LAUNCH ETA: 2026 May

Cheap Local, Expensive Global Correctness

9 min read

The most dangerous AI-generated code is not obviously wrong. It compiles. It uses the right library. It follows the local pattern. It may even pass the nearby unit tests. The problem is that it can still be wrong at different levels, especially those that require assumptions. The system boundary, the retry path, the ordering guarantee, the source of truth, the state transition, or the invariant nobody wrote down.

That is the real shift LLMs create for engineering organizations. They do not remove the need for engineering judgment. They make judgment the bottleneck.

Before LLMs, execution was expensive enough to act as a brake. Writing code took time. Exploring five variants took time. Adding an abstraction took time. Building a new integration took time. That cost was not inherently good, but it created a pause in which someone usually had to think: Does this belong here? What does this depend on? What happens if it runs twice? What if messages arrive out of order? What owns this state?

LLMs reduce that pause. They make it easy to produce code that is locally plausible before anyone has re-derived the system-level constraints that make the code correct.

Our failure mode is discipline erosion.

From derivation to plausibility checking

A subtle review downgrade happens when AI enters the loop. The old standard, at least in good systems work, was:

Is this globally correct under the relevant interleavings, failures, and ownership boundaries?

The new default can become:

Does this look locally reasonable?

A small enough shift to go unnoticed but large enough to rot a system. An LLM can correctly tell you that an upsert is idempotent. Locally, that may be true. But the system question is different. Is the operation commutative with other writes? Does it preserve ordering? Does it interact correctly with snapshot reads? Does retrying it after a timeout create a second externally visible effect? Does it collapse distinct business events into one state? Does the downstream consumer rely on seeing every transition, not just the final row?

Those are invariant questions. AI is good at generating the local implementation shape. It is much weaker at knowing which unstated invariants matter unless the surrounding system has made those invariants explicit. The model can autocomplete code; it cannot reliably infer organizational lore, incident history, implicit ownership, or the business meaning of state transitions buried across services.

That means the scarce resource moves. The bottleneck is no longer typing, scaffolding, or even first-pass implementation. The bottleneck is integration: deciding whether a plausible change is actually correct inside a living system.
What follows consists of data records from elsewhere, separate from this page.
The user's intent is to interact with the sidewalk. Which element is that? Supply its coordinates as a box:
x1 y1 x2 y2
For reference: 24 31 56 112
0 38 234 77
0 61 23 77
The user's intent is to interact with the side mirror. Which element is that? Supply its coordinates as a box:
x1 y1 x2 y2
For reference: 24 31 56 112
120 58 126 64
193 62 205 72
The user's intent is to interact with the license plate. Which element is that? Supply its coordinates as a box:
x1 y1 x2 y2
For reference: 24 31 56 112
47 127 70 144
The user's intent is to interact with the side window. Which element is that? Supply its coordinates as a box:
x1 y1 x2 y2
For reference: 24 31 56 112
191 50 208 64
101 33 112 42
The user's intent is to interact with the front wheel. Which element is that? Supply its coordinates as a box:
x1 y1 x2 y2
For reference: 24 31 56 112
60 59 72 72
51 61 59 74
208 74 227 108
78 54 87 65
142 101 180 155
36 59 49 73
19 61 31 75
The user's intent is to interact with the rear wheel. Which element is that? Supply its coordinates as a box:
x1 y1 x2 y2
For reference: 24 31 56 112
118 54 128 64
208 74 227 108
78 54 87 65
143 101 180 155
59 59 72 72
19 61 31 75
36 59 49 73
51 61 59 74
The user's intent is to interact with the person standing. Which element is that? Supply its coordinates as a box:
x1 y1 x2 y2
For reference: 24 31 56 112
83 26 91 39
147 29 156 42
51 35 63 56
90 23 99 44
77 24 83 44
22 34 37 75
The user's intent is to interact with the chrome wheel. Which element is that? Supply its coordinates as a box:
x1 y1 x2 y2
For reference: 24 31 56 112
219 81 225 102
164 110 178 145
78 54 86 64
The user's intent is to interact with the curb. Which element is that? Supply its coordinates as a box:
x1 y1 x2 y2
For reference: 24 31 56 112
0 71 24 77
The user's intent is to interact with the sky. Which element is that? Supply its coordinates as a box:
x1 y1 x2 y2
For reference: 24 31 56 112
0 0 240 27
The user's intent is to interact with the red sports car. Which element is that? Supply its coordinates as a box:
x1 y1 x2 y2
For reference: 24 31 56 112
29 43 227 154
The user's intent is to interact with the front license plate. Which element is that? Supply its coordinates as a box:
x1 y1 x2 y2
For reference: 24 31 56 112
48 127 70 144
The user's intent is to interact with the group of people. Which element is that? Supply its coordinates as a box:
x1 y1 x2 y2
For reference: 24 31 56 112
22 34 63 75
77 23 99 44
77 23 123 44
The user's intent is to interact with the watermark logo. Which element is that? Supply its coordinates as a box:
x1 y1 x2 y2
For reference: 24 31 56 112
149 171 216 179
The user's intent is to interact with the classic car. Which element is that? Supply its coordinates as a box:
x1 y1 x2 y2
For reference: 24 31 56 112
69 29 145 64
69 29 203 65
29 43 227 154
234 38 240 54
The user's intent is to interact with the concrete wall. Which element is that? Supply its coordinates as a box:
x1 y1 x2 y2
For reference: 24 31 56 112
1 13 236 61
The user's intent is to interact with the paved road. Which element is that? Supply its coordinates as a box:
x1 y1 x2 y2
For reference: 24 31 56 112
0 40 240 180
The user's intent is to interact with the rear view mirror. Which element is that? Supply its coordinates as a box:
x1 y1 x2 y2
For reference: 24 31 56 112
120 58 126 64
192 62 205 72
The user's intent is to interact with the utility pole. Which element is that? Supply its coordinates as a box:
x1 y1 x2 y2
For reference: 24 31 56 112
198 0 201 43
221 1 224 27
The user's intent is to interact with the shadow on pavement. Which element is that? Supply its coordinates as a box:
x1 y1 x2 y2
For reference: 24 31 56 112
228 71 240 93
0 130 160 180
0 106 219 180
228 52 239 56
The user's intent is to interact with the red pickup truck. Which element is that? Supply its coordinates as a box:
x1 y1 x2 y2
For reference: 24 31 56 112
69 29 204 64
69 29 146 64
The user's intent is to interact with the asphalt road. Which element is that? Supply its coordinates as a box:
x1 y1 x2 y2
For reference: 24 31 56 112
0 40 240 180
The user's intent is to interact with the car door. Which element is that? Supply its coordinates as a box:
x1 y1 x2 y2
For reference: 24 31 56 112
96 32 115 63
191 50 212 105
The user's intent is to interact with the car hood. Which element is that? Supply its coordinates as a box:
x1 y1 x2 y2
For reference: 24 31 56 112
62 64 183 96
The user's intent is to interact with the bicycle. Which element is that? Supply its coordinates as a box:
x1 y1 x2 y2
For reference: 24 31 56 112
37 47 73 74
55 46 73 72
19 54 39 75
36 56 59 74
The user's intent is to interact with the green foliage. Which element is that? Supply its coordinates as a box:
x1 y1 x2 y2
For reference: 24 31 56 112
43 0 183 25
Cognitive surrender, but for code review

Shaw and Nave describe a related phenomenon as cognitive surrender. The moment AI is no longer just assisting thought but replacing it, with the person adopting the output as their own judgment.1 In their framing, AI becomes a third cognitive path: not fast intuition, not slow deliberation, but external automated reasoning that can bypass both.

That maps onto what we observe in software work. A model proposes a patch. The patch is coherent. The explanation is fluent. The tests it suggests are plausible. The reviewer’s posture can change from deriving correctness to “validating vibes”. The human remains in the loop, but no longer supplies the same kind of judgment. Engineers are not careless, but fluent output suppresses the signals that normally trigger scrutiny. Confusion, contradiction, missing pieces, and implementation effort all create useful friction. They force the reviewer to reconstruct the problem. AI removes many of those signals by producing a complete-looking answer immediately.

Much of our friction is waste: Waiting on builds, fighting bad tooling, manually wiring boilerplate, or hunting through tribal documentation is not rigor. It is drag. But some friction is load-bearing. The useful kind forces the system questions back into view:

  • What invariant is this change relying on?
  • Who owns the state being modified?
  • What happens under retry, reordering, duplication, or partial failure?
  • Which behavior must remain true across services?
  • How would we know this is wrong in production?

AI removes a lot of bad friction. The danger is that it also removes the friction that used to trigger those questions.

Generation is cheap; comprehension is not

Once code generation becomes cheap, engineering organizations are tempted to increase output volume. More tickets. More parallel work. More prototypes. More internal tools. More migrations. More “small” changes.

But comprehension does not scale with output volume. A team can easily generate more code than it can understand. It can create more variants than it can evaluate, add more surface area than anyone can own. When that happens, the system does not become more productive. It becomes less legible.

That changes what leadership should optimize for. The old instinct was to maximize throughput: keep people utilized, parallelize work, increase surface area, and reduce blockers. Under cheap execution, those instincts can destroy value. Parallelism without comprehension creates drift. Coordination does not scale just because code generation does.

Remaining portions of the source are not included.